Describe the autoantibodies related to Graves’ disease:
Thyroid stimulating immunoglobulin: specific to Graves, binds TSHR triggers T3/4 release.
Thyroid growth stimulating immunoglobulin: Binds TSHR and induce thyroid follicular epithelium proliferation.
TSH-binding inhibitor immunoglobulin competes with TSH, may inhibit or excite receptor.
What 4 mechanisms contribute to infiltrative ophthalmopathy?
Marked mononuclear (T-cell) infiltration
Inflammatory oedema ( AB against orbital preadipocyte fibroblasts)
Accumulation of ECM
Fatty infiltration
How do most patients with simple goitres present?
With compressive symptoms related to the size of the goitre.
Although they often have elevated TSH, they are usually euthyroid. The TSH is elevated due to impaired synthesis of thyroid hormone.
Solitary thyroid nodules occur in what percentage of the population?
What percentage of these are malignant?
1-10% of the (US) population have solitary thyroid nodules.
1% of these are malignant.
Risk of malignancy in thyroid nodules increase with what factors?
Solitary nodules rather than multiple nodules Nodules in younger (<40) patients Nodules in men A history of head and neck radiotherapy Cold nodules.
What are thyroid adenomas?
Discrete, solitary masses derived from follicular epithelium. Most are non-functional and they are rarely precursors to malignancy.
What is a “cold” thyroid nodule? What proportion of these prove to be malignant?
How is the definitive diagnosis made?
Non-functioning adenomas of the thyroid, they take up less radioactive iodine than the surrounding tissue.

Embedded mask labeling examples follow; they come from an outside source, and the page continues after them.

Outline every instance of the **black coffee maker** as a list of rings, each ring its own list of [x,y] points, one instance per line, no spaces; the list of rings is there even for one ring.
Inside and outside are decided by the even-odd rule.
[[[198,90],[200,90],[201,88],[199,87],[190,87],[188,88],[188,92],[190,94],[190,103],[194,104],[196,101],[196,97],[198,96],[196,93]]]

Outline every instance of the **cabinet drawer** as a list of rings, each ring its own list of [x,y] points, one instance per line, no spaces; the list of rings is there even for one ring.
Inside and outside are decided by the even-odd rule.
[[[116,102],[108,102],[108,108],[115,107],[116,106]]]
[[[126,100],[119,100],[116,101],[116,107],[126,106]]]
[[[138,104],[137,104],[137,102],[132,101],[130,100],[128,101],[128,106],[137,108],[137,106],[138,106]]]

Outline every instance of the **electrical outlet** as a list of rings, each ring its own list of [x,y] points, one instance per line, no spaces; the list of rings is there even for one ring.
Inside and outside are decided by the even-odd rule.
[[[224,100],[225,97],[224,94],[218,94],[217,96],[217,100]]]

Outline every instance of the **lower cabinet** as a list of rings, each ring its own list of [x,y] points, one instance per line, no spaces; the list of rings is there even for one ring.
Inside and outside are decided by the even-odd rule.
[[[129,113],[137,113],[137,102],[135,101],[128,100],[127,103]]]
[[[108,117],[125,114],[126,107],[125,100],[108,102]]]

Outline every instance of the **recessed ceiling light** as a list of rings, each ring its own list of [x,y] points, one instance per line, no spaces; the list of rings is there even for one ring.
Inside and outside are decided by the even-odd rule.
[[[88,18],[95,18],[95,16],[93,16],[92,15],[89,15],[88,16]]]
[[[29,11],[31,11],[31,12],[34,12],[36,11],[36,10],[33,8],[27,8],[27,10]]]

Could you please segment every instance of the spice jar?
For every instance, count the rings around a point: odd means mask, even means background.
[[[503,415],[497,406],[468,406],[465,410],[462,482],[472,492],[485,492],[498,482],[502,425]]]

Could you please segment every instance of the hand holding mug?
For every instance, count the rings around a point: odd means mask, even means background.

Less than 10% of these prove to be malignant. Because capsular integrity is a fundamental distinguishing feature, diagnosis can really only be made after excision.
Percentage breakdown of thyroid cancer:
Risk factors for thyroid cancer:
Papillary carcinoma: 80%
Follicular carcinoma: 5-15%
Anaplastic carcinoma: less than 5%
Medullary carcinoma: 5%
The major risk factor is ionising radiation, especially in the first two decades of life. Iodine deficiency is linked to higher frequency of follicular carcinomas.
What genetic mutations underlie thyroid oncogenesis?
GoF mutations in MAP (Mitogen-activated protein) and the PI3 Kinase/AKT pathways. These lead to constitutive cell activation in the absence of TSH.
The former is associated more closely with Papillary tumours, the latter with Follicular tumours.
What additional genetic mutations may contribute to anaplastic thyroid carcinoma’s aggression?
In addition to PI Kinase 3CA and RAS mutations, anaplastic thyroid carcinomas may also exhibit p53 and b-catenin mutations.
Epidemiology of Papillary carcinoma?
Papillary carcinoma accounts for 85% of thyroid cancer.
It occurs most commonly between the ages of 25-50 and are strongly associated with previous ionising radiation exposure.
What is the clinical course of Papillary thyroid cancer?
Most lesions present as “cold” thyroid nodules, though a few may present with cervical nodal metastases. They are indistinguishable from benign nodules on examination, though additional features like hoarseness, cough, dysphagia, or dyspnoea suggest advanced disease.
10-year survival for papillary thyroid carcinoma?
Exceeds 95%; unfavourable factors include older age, extrathyroidal extension, and distant metastases.
Epidemiology of Follicular carcinoma?
Follicular carcinoma accounts for 5-15% of thyroid cancers. They are three fold more common in women with a peak incidence between 40-60 years.
Iodine deficiency increases risk.
What is the clinical course of Follicular thyroid cancer?
Most present as slow growing, painless, “cold” nodules. Haematogenous metastases to bone, liver, and lungs are common.
Prognosis depends on stage and extent of invasion. Therapy involves surgical resection and radioablative therapy. Thyroid hormone may be given to downregulate TSH.
10-year survival for Follicular carcinoma of the thyroid?
Minimally invasive disease = 90%
Metastatic disease = 50%.
What type of neoplasm are Medullary carcinomas?
Why do they deserve mention?
They are NE tumours and secrete not only calcitonin but also serotonin, ACTH, and VIP. Because of this they may present with paraneoplastic syndromes.
Though 70% are sporadic, the remainder occur in the setting on MEN-2 or familial medullary thyroid carcinoma.